For the most part director John Landis skirts the exploits of David Kessler’s transformation in to a werewolf with a bit of a comedic twist, occasionally opting for tension. When the werewolf is not stalking the tubes of London, David eventually wakes up naked in a zoo or some other locale and it’s played for laughs. But Director Landis eventually completely turns the dark and sardonic comedy on its head providing us with a wake up call that what David is going through is in fact horrifying. Not only is David afflicted with a gruesome and utterly homicidal curse, but when he completely morphs in to the monstrous beast before our very eyes, it’s so painful that we can no longer find humor in what’s occurring.
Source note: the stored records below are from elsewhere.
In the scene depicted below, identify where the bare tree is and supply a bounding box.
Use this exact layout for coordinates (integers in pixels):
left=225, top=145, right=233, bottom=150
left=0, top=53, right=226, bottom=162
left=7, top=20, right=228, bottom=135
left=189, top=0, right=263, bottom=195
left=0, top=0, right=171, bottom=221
Not only does the werewolf find humans to feast on and tear to shreds, but the mean who forms in to the beast every time there’s a full moon is suffering and there isn’t a thing we can do about it.

When David Kessler transforms in to the werewolf before our eyes it’s mesmerizing, horrifying, and just demented. And we’re not laughing anymore. Because he’s an actual human being who is crying and begging for help underneath his contorting human body. Bones snap, spinal cords twist, intestines shift, and we can do nothing but watch his suffering from afar and hope that no one pays for his vicious tirade of tooth and nail in the streets of London. Heaven help anyone who falls under the beast’s rage. Star Naughton’s amazing performance paired with Rick Baker’s incredibly incomparable special effects provides one of the most compelling and heartbreaking sequences in horror movie history. It’s a moment captured in horror cinema that tells us more about the character and story in ten minutes than most horror movies can in ninety minutes. Thus, when we see the visions of his victims, we know that human beings have suffered and they’re making David suffer for them.

“An American Werewolf in London” is one of the few horror films that explore the psychological effects of lycanthropy alongside the physical and the fallout. David’s vivid dreams subsequent the attack are still startling and intense, and they’re very bad omens that he will more than likely submit to the beast and lose his essence as a man. “An American Werewolf in London” has every chance to be cheap and exploitative and prefers instead to create a very heartfelt and terrifying vision of a man becoming a werewolf, and to this day there’s yet to be a horror film that touches on the curse with superior aptitude. Director John Landis seems like such an odd choice for a horror film and yet delivers one of the most complex and horrifying werewolf films ever made while Rick Baker’s special effects have gone unparalleled. And sweet Christ on a cracker, if someone tells you to stay on the road, and keep clear of the moors. Just do it.